Sederet Reaksi Pemerintah atas Rencana Kemasan Polos Rokok
Rencana kebijakan kemasan rokok polos tanpa merek masih menjadi sorotan.
Rencana kebijakan kemasan rokok polos tanpa merek masih menjadi sorotan dari berbagai pihak. Pemerintah pun buka suara usai munculnya beragam respons dari pelaku industri dan pekerja di sektor tembakau.
Menteri Kesehatan (Menkes) Budi Gunadi Sadikin mengaku sudah melibatkan kelompok pelaku usaha guna membahas rencana aturan rokok terbaru. Itu tertuang dalam Rancangan Peraturan Menteri Kesehatan (RPMK) yang merupakan regulasi turunan dari Peraturan Pemerintah (PP) Nomor 28 Tahun 2024.

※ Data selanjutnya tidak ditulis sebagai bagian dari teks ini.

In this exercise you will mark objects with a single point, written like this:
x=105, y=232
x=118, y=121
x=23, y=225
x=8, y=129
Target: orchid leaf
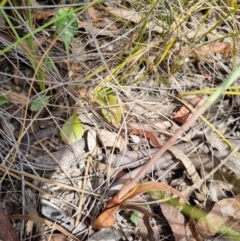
x=72, y=130
x=66, y=25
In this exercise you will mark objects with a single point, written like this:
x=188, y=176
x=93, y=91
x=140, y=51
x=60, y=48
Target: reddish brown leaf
x=7, y=232
x=106, y=218
x=145, y=133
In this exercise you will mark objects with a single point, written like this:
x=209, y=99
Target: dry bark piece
x=7, y=232
x=92, y=141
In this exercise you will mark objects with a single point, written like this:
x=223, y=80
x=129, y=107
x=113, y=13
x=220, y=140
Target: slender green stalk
x=212, y=98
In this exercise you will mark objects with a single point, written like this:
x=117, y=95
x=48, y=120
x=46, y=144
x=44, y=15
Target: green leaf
x=112, y=111
x=3, y=100
x=134, y=217
x=66, y=25
x=39, y=102
x=72, y=130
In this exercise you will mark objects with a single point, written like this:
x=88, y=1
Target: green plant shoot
x=66, y=26
x=72, y=130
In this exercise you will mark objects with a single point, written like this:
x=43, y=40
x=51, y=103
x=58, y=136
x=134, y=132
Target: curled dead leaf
x=111, y=139
x=145, y=133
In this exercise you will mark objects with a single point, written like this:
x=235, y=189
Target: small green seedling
x=72, y=130
x=66, y=26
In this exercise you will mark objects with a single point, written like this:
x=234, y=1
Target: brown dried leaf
x=212, y=48
x=183, y=114
x=55, y=237
x=126, y=14
x=47, y=222
x=106, y=218
x=111, y=139
x=7, y=232
x=145, y=133
x=223, y=214
x=14, y=96
x=176, y=221
x=146, y=231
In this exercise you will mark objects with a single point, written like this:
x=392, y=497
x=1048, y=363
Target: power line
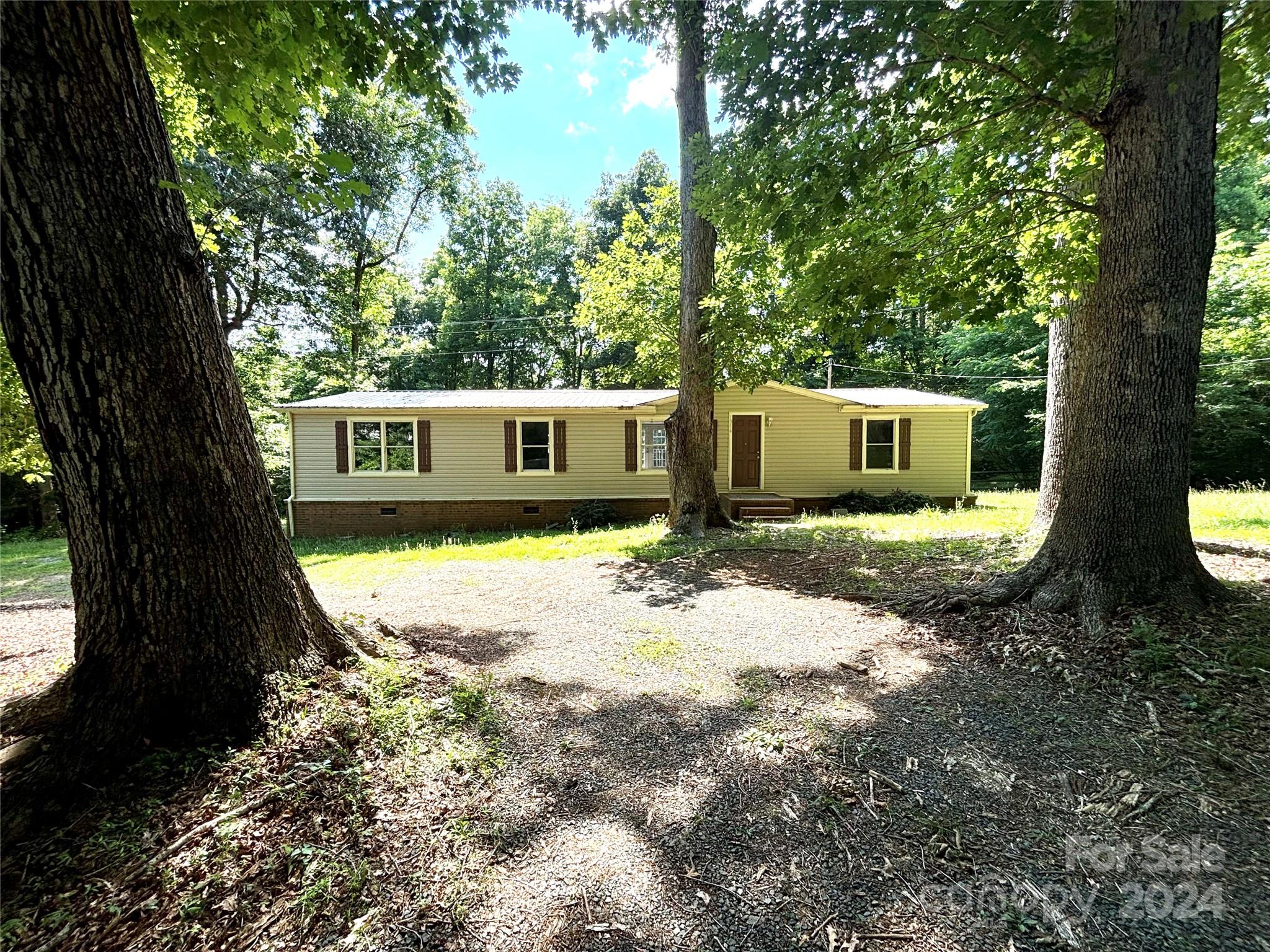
x=489, y=322
x=985, y=376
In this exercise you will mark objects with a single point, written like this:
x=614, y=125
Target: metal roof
x=895, y=397
x=591, y=399
x=482, y=399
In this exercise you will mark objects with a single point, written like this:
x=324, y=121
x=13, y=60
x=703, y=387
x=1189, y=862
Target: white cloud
x=653, y=88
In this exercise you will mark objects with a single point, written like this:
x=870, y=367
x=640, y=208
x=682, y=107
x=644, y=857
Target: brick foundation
x=366, y=519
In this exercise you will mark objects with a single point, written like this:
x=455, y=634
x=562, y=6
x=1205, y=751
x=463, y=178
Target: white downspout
x=291, y=499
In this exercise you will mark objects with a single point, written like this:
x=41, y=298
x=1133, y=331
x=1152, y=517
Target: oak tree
x=189, y=599
x=959, y=151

Menkes Budi menyampaikan bahwa pihaknya tengah mengkaji kebijakan kemasan rokok polos tanpa merek bersama mitra bisnis Kemenkes. Pihaknya juga telah mengajak diskusi asosiasi usaha untuk membahas aturan tersebut.
"Ya memang itu sedang dikaji. Kami sedang mengajak diskusi mitra bisnis kita,” ujarnya beberapa waktu lalu.
Pada kesempatan terpisah, Direktur Industri Minuman, Hasil Tembakau dan Bahan Penyegar Kementerian Perindustrian (Kemenperin), Merrijantij Punguan Pintaria menekankan pentingnya melibatkan semua stakeholder dalam diskusi kebijakan. Pihaknya berharap RPMK dapat didiskusikan ulang dengan partisipasi semua pihak.
“Kebijakan tidak mungkin bisa memuaskan semua orang, tetapi harus mampu mencapai konsensus yang berarti,” ucapnya.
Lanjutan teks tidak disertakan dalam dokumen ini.